Additionally, in custom methods, data methods can also be called via the WeDa API. These methods are asynchronous and will be blocked until after login when they need to request the server.

Consider an application with a structure represented by pseudocode similar to the following:

<app>
<page>
<container1><text1 /></container1>
<container2 />
</page>
</app>

The scheduling logic is analyzed as follows:

  1. Enter the beforeCustomLaunch phase. The next step will not proceed until all synchronous/asynchronous processes are completed. If a failure occurs within this phase, it will directly skip to the next step without blocking the process:

    1. Parse the application parameters and create an application parameters object.
    2. Initiate silent asynchronous login without blocking rendering and lifecycle. Special oauth login is blocking, meaning that during asynchronous login, the current logged-in user may not be stably retrieved within lifecycles like onAppLaunch and onAppShow.
    3. Create global model variables & asynchronously call data source interfaces to initialize data (optional).
    4. Initialize global auto-triggered data queries. This initialization step is an asynchronous operation that does not block any processes.
  2. onAppLaunch and onAppShow are triggered concurrently. Due to JavaScript's single-process model, if both methods are synchronous, the final effect resembles serial execution. When the methods are asynchronous, they do not block each other or subsequent processes according to the coroutine implementation.

  3. Create the $page page instance, enter the page lifecycle to mount the page container and styles.

  4. Enter the beforePageCustomLaunch phase, blocking other page lifecycles:

    1. Parse page parameters and create a parameter object $w.page.dataset.state.params
    2. Page authorization: verify login configuration. If and only when login is completed & page permissions are granted, start rendering page content. Since login is completed, $w.auth.currentUser can be stably obtained in subsequent processes.
    3. Initialize auto-triggered data queries within the page. This initialization step is an asynchronous operation that does not block any processes.
  5. After authorization, page rendering begins and components start mounting. container1, text1, and container2 trigger onAttached sequentially (preorder DFS traversal).

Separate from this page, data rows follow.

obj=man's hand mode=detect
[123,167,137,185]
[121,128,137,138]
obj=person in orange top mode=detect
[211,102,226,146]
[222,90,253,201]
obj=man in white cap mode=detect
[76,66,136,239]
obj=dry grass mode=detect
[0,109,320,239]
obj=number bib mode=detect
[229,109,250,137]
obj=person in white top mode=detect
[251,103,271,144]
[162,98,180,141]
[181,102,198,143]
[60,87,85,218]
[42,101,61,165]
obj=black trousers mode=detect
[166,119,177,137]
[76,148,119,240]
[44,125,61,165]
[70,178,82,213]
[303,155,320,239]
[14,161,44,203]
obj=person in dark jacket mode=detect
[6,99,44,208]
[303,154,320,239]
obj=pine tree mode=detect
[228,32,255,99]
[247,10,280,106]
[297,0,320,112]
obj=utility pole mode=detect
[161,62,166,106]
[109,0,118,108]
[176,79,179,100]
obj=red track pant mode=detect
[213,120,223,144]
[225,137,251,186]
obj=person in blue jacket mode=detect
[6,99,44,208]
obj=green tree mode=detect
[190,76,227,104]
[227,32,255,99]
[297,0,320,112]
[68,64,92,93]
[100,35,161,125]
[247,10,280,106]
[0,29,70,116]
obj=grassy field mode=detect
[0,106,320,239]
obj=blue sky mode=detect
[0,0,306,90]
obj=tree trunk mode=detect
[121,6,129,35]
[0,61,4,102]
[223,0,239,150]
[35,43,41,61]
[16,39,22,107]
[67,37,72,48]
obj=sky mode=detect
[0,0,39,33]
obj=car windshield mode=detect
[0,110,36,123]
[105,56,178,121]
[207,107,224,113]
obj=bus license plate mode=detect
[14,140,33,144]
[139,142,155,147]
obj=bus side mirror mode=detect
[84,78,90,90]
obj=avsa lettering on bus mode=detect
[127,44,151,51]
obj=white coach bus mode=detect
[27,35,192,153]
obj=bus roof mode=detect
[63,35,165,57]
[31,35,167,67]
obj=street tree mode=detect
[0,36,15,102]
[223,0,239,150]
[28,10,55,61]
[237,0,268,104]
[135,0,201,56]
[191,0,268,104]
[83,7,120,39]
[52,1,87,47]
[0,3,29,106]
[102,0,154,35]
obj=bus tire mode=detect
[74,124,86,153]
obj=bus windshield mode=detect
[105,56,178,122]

  6. During mounting, concurrently trigger onPageLoad and onPageShow, scheduled similarly to the app's lifecycle.

  7. The page instance didmount triggers container1, text1, and container2 to fire onReady in sequence.

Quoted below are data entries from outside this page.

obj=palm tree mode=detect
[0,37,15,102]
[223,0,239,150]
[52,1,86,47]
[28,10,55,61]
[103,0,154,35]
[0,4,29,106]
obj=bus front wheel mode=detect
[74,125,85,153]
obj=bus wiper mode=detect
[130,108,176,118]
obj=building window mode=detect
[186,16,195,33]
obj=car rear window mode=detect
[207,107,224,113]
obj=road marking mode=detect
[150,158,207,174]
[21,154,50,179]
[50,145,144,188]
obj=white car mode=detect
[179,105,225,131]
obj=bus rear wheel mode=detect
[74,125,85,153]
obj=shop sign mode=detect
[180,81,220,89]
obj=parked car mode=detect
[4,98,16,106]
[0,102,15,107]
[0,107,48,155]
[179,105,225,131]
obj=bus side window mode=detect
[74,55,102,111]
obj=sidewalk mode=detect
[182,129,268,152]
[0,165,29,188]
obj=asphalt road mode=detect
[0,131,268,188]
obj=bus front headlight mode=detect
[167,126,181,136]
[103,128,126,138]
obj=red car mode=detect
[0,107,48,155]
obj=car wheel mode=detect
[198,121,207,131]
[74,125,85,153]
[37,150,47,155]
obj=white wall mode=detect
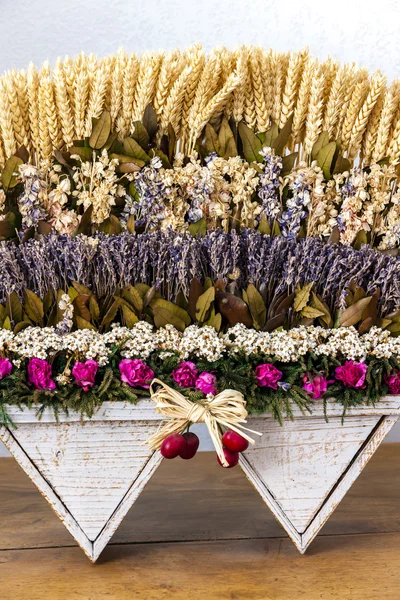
[0,0,400,453]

  8. page triggers onPageReady.

  9. When the page is destroyed and left, onPageHide and onPageUnload are triggered, non-blockingly causing container1, text1, and container2 to fire onDetached in sequence.

Mini Program App/Page

The lifecycle methods exported by the file are merged into the initialization parameters of the corresponding WeChat Mini Program App and Page.

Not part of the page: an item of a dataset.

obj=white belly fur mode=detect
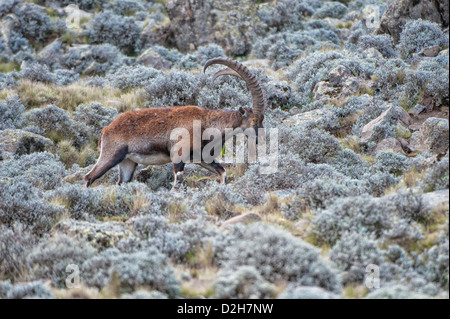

By defining lifecycle hooks for Mini Program pages or the app, you can implement and customize Mini Program-specific features. For example:

  • Add onThemeChange in the WeDa app lifecycle, and WeDa will convert it to the App parameter.
  • To implement Mini Program sharing logic in WeDa, add onShareAppMessage in the page lifecycle. For specific usage, refer to: onShareTimeline, onShareAppMessage

ps: Due to WeChat Mini Program's restriction on sharing to Moments in single-page unauthenticated mode, WeDa Mini Program currently does not support sharing to Moments.

FAQ

1. Q: How is process scheduling performed between different lifecycles?

A: According to the lifecycle rules, when methods are asynchronous, they do not block each other. If there is an explicit dependency, you can schedule them manually.

Example:

async onLoad(){
// Create a resolver promise and expose the resolver for external invocation.
let resolver = () => {}
$w.page.dataset.state.promise = new Promise((resolve)=>{
resolver = resolve
}):
// .... do something

// Trigger the resolver when needed, thereby transitioning the promise to the resolved state.
resolver()
}

async onShow() {
/**
* Blocking wait for the promise state to change
* Proceed with subsequent logic only after the promise is resolved.